Paramecium tetraurelia expresses four types of arginine kinase (AK1–AK4). In a previous study, we showed that AK3 is characterized by typical arginine substrate inhibition, where enzymatic activity markedly decreases near a concentration of 1 mM of arginine substrate. This is in sharp contrast to the three other AK types, which obey the Michaelis–Menten reaction curve. Since cellular arginine concentration in another ciliate Tetrahymena is estimated to be 3–15 mM in vivo, Paramecium AK3 likely functions in conditions that are strongly affected by substrate inhibition. The purpose of this work is to find some novel aspect on the kinetic mechanism of the substrate inhibition of Paramecium AK3 enzyme. Substrate inhibition kinetics for AK3 were analyzed using three models and their validity were evaluated with three static parameters (R 2 , AICc, and Sy.x). The most accurate model indicated that not only ES but also the SES complex reacts to form products, the latter being the complex with two substrates in the active center.
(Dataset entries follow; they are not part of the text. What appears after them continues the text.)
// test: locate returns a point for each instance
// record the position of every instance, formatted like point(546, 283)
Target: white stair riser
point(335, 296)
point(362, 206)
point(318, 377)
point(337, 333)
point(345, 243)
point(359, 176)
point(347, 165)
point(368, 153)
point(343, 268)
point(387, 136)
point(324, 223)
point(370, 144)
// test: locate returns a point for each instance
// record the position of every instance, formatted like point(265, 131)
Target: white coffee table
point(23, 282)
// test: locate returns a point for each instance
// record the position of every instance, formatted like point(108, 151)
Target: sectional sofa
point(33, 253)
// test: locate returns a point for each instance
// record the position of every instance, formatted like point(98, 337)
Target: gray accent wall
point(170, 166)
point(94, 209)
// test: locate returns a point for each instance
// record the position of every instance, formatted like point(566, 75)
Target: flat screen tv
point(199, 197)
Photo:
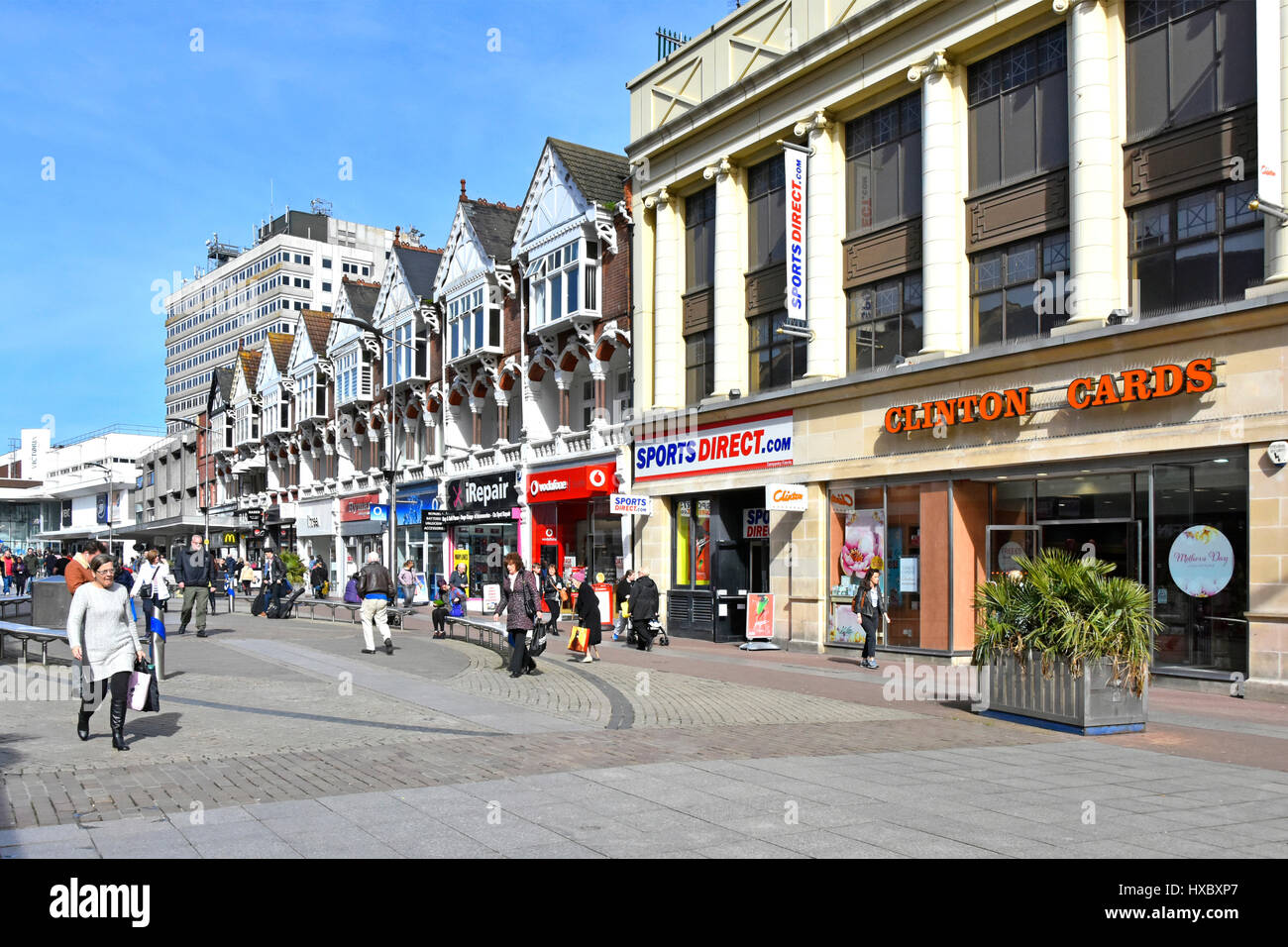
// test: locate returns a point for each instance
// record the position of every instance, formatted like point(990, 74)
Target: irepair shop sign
point(743, 445)
point(1125, 386)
The maximum reaction rate for the SES complex, V max SES  = 30.4 µmol Pi/min/mg protein, was one-eighth of the ES complex, V max ES  = 241.7. The dissociation constant for the SES complex ( K i SES : 0.34 mM) was two times smaller than that of the ES complex ( K s ES : 0.61 mM), suggesting that after the primary binding of the arginine substrate (ES complex formation), the binding of a second arginine to the secondarily induced inhibitory site is accelerated to form an SES complex with a lower V max SES . The same kinetics were used for the S79A, S80A, and V81A mutants. The results indicate that the S79 residue is significantly involved in the process of binding the second arginine substrate. Herein, the K i SES value was ten times (3.62 mM) the value for the wild-type (0.34 mM), weakening substrate inhibition. In contrast, V max ES and V max SES values for the mutants decreased by one-third, except for the V max SES of the S79A mutant, which had a value that was comparable with the value for the wild-type.